The Invisible Workbench: Forming and Sculpting Mental-Emotional Fields







From the Conversation with Michael Jung
Munich, Germany
March 18, 1999
Claus Otto Scharmer


 

C.O. Scharmer: Michael, what led you to co-initiate a ‘Knowledge and Leadership’ research initiative and how does it relate to your journey?

I. Context and Question

Economics increasingly has to be concerned not with scarce means, but with scarce ends…

II. Invisible Architectures of Organizational Performance

... every practical problem that a management consultant encounters is nothing other than a very specific configuration of underlying [philosophical] questions…

When Tom Malone says that a 40% commitment is sufficient to get by in a typical company without attracting any attention, I of course must ask myself, ‘What is wrong here?

III. Current Boundaries

Barrier # 1: Limits of differentiation into disciplines

Barrier # 2: Limits of Empiricism

Barrier # 3: Limits of traditional research roles

Barrier # 4: Limits of understanding the human condition

Barrier # 5: Limits of language

IV. Three Limits of Practical Work

Boundary # 1: Pragmatic Solipsism

Boundary # 2: Seeing Mental Models In-Use (Dialogue)

Boundary # 3: Sensing and Discovering the New

V. Creating The Invisible Workbench

I think that we remain — even after all this time — victims of an industrial perspective that places action and effort in the foreground…

… for if the output of our action belongs primarily to the cognitive and emotional spheres and the production processes of the company are largely concerned with mental and dialogue processes — and no longer with the edging of wood or the screwing in of screws — then we must ask ourselves whether we have put enough effort into the creation of a second workbench, that is, the collection of tools that we need to shape these processes in a rational way. Here I would answer ‘no’.

…we fail to recognize the essence of economic success, which can best be described as the forming or ‘sculpting’ of mental and emotional fields…

VI. Two Types of Pathologies

Now when we contemplate our episodes of moderating these group processes as a series of micro-interventions, a startling pattern emerges. We encounter what you might call ‘interaction pathologies’ and ‘content pathologies’...

VII. Sources of Energy

We see some highly praised corporate models where the driver of action for managers and employees is a combination of material incentives and palpable fear…

VIII. Beyond Individualistic Notions of Leadership

A better way to think about leadership and knowledge is to conceive of them as system functions, that is, as characteristics of a definite group structure. And this structure consists not only of the individuals themselves, but also of the mental and social contexts that they share.… Knowledge is not an attribute of a single person, but a characteristic of the interactions in which individuals participate.

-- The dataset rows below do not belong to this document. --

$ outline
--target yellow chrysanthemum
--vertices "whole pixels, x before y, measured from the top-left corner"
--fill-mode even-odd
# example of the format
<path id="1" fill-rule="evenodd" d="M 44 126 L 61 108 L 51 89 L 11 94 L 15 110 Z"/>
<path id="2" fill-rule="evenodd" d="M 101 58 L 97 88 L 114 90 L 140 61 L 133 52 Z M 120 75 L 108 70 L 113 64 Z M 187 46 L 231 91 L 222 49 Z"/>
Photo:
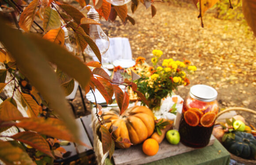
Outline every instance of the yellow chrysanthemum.
<path id="1" fill-rule="evenodd" d="M 185 78 L 185 77 L 186 77 L 186 73 L 184 71 L 181 71 L 181 78 Z"/>
<path id="2" fill-rule="evenodd" d="M 169 59 L 167 60 L 168 61 L 168 63 L 170 63 L 172 61 L 173 61 L 173 59 Z"/>
<path id="3" fill-rule="evenodd" d="M 193 66 L 193 65 L 191 65 L 190 66 L 188 66 L 188 70 L 191 70 L 191 71 L 196 71 L 196 67 L 195 66 Z"/>
<path id="4" fill-rule="evenodd" d="M 150 77 L 151 78 L 151 79 L 152 80 L 155 80 L 158 77 L 159 77 L 159 74 L 156 74 L 156 73 L 154 73 L 154 74 L 152 74 L 152 75 L 151 75 Z"/>
<path id="5" fill-rule="evenodd" d="M 157 59 L 156 57 L 153 57 L 151 59 L 151 62 L 153 64 L 155 64 L 156 62 L 157 62 Z"/>
<path id="6" fill-rule="evenodd" d="M 184 68 L 186 67 L 186 65 L 185 65 L 184 62 L 181 62 L 181 63 L 180 64 L 180 66 L 181 66 L 181 68 Z"/>
<path id="7" fill-rule="evenodd" d="M 175 83 L 177 83 L 177 82 L 179 82 L 180 79 L 179 79 L 178 77 L 175 77 L 173 78 L 173 81 L 174 82 L 175 82 Z"/>
<path id="8" fill-rule="evenodd" d="M 160 57 L 163 54 L 163 52 L 160 50 L 153 50 L 152 51 L 153 55 L 157 57 Z"/>
<path id="9" fill-rule="evenodd" d="M 168 67 L 168 68 L 165 68 L 165 71 L 166 72 L 170 72 L 171 71 L 171 68 Z"/>
<path id="10" fill-rule="evenodd" d="M 162 66 L 166 66 L 166 67 L 168 67 L 169 66 L 169 64 L 168 62 L 165 62 L 164 60 L 164 62 L 163 62 L 163 63 L 162 64 Z"/>
<path id="11" fill-rule="evenodd" d="M 163 68 L 161 66 L 158 67 L 156 69 L 157 70 L 159 70 L 159 71 L 163 70 Z"/>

IX. Organizations: What are they?

I experience corporations — or rather the employees of corporations — above all as participants of a thought world which is manifested in certain typical thought routines. Yet the thought world lies beyond these routines…

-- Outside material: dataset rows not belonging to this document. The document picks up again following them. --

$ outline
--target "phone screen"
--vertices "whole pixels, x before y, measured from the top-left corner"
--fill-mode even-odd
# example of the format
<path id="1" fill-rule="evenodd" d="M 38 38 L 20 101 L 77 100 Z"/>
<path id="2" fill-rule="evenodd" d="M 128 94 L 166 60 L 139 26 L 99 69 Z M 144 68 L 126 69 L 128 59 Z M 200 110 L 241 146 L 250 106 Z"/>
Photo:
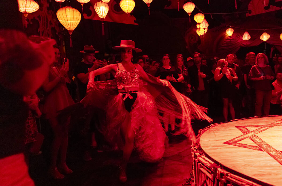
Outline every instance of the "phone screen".
<path id="1" fill-rule="evenodd" d="M 63 64 L 63 67 L 64 68 L 69 67 L 69 59 L 67 58 L 64 59 L 64 63 Z"/>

X. The Tacit Dimension of Client Relationships

This must sound odd, but I really think that my client is not only the person, but also this ideal entity — this ‘common thought world’ — to which I feel obligations on grounds of both truthfulness and aesthetics…

… I think also that when these experiences really turn out well they are not my experiences alone. These are rather experiences that now and then cause an entire group to enter a certain dreamlike state. These moments are almost magical.… These are moments in which we perceive the barrier between our conscious and unconscious worlds as somewhat passable.

… it is rather something that happens almost all the time. However, the way we habitually direct our attention causes it to pass us by unnoticed.

While certain fields — particularly of course those of physical production — have been strongly advanced with technology, we are probably at the very beginning of the design or development of a technology which will give us comparable access to thought processes…

XI. Reflection

The essence of high-performance systems and economic success is, according to Jung, deeply related to the "forming and sculpting of mental and emotional fields." The blind spot of today’s practical work on knowledge and leadership concerns the creation of reliable methods and tools that would empower people to shape this invisible dimension of high-performance systems more consciously and effectively. In order to do so Jung proposes the creation of "a second workbench" — that is, a set of methods and tools to shape this invisible process. In this perspective, knowledge is not an attribute of a single person, but a characteristic of interactions in which individuals participate. The corporation, accordingly, is a mental-emotional field in which its members participate. Says Jung: "This must sound odd, but I really think that my client is not only the person, but also this ideal entity — this ‘common thought world’ — to which I feel obligations on grounds of both truthfulness and aesthetics." He says that when we succeed in entering this deeper aspect of organizational experience we realize that these experiences are not simply individual experiences: "These are rather experiences that now and then cause an entire group to enter a certain dreamlike state. These moments are almost magical.… [They are the] moments in which we perceive the barrier between our conscious and unconscious worlds as somewhat passable."